Capt. Seth Keshel, Apr 7
Your mother, a lifelong Democrat, although admittedly influenced by what she reads in the papers and hears from her friends, is finally complaining about everyday life in 2022. She just returned from the store, where she paid way more than usual for the basics, just before she pumped $5.50 per gallon gasoline on the drive home.
“Mom, I told you stolen elections have consequences,” you reply. Though she has tried to dodge the conversation for over a year, she finally gives you the opportunity, saying, “I keep hearing you say that, but how can you be so sure? I heard it was the most secure election ever.” In this moment, you either know and respond with the straight facts, or you fail to change a mind when presented a golden opportunity.

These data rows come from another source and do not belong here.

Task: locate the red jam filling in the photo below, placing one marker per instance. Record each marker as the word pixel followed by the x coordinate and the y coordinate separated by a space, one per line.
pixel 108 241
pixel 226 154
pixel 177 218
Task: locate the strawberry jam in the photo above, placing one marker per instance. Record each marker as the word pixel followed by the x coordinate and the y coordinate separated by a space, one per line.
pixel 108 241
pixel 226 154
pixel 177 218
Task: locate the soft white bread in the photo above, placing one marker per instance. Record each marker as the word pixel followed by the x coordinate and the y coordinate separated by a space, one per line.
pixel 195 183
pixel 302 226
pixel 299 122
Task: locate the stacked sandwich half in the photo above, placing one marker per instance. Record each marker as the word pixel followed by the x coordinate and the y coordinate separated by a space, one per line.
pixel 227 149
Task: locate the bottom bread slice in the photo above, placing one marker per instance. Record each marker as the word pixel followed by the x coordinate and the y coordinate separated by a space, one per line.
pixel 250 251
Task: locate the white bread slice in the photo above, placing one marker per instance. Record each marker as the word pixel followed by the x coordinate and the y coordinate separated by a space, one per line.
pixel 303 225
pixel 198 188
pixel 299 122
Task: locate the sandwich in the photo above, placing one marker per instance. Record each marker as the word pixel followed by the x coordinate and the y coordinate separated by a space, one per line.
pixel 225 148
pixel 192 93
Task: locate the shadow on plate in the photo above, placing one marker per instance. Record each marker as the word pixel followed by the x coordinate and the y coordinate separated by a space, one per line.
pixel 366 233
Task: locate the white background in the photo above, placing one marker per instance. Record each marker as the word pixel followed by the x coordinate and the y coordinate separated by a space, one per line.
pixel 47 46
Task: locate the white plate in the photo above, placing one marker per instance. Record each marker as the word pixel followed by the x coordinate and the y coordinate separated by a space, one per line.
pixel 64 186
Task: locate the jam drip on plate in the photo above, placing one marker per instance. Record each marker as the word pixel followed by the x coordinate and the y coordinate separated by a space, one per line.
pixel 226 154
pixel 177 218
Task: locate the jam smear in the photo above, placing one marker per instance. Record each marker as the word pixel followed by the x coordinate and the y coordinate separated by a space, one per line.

Fortunately, 10 Irrefutable Points of the 2020 Election, all of which demand investigation, were presented by yours truly at the Sioux Falls Cyber Symposium last August. The very first point tells the curious tale of how the incumbent President carried the national bellwether counties that had been perfect for four decades, but somehow managed to lose reelection.
The media’s response is to impart that the bellwethers are not predictive, and that urban areas went so overwhelmingly for a senile political retread that these longtime indicators, along with many others, are no longer valid. They fail to convey that there are so many deviations from historical consistency that demand investigation into nearly every aspect of the 2020 election.
The term “bellwether,” though a political term today, comes from England, and refers to a bell hung around the neck of a ram leading a flock of sheep. A shepherd listening for the bell will know the location and direction of the entire flock no matter where he is standing. Refer to the map below for a listing of the 19 counties that have aligned perfectly with our presidential winners since 1980.
There is no hard and fast rule that bellwethers are, by default, won by the winner of presidential elections. In fact, bellwethers can die off due to a serious overhaul of the economic environment, or from changing demographics (economic or ethnic). If Van Buren County, Michigan, were to be flooded with new residents leaving Grand Rapids, it would become more affluent, college-educated, and moderate in its political views. It could distort its natural political characteristics within a couple cycles, causing it to lose bellwether status.
Reagan, Bush 41, Clinton, Bush 43, Obama, and Trump in 2016 carried all 19 of the bellwether counties depicted above. Most of these counties are in the northeast or the industrial Midwest, and are loaded with non-college white voters, which has long been the largest segment of the American electorate. Donald Trump’s winning coalition in 2016 was the non-college white voters, particularly two-time Obama voters, who changed over and voted for him in Pennsylvania, Michigan, Wisconsin, Ohio, and Iowa, and nearly flipped Minnesota. Theoretically, a legitimate Trump loss in 2020 would have occured if he were unable to hold those non-college voters, whose political concerns are rooted in the retention of industry and in sound trade policies, rather than in feelings, virtue signaling, and strategic placement of a Whole Foods on every corner. His victories in the bellwether counties, with enormous gains in total votes from 2016, suggest that he had even more traction with this demographic than in 2016, making his losses in Pennsylvania and Michigan obviously abnormal and inorganic.
Valencia County, New Mexico, and Vigo County, Indiana, had been perfect in aligning with the winners since 1952 and 1956, respectively. Sure, bellwethers can die off, but are 18 of 19 bellwethers (Clallam County, Washington, supposedly went to Biden, but died an unnatural death due to filthy voter rolled combined with a lethal cocktail of mail-in voting and ballot harvesting) truly going to fail in the same election, with party registration numbers favoring Trump’s reelection in every battleground but Arizona (and now we know there are issues with how voters are being registered).
When discussing the failure of the perfect bellwether counties, ask the one you are educating why the key voting populations in the states everyone agrees would decide the election (Pennsylvania, Michigan, and Wisconsin) went so heavily for Trump, but failed to hold down states that have been trending heavily Republican for a decade. Bellwethers may not indicate “causation,” but they absolutely track with the sentiment of working-class voters in extremely tight correlation, and have for many decades.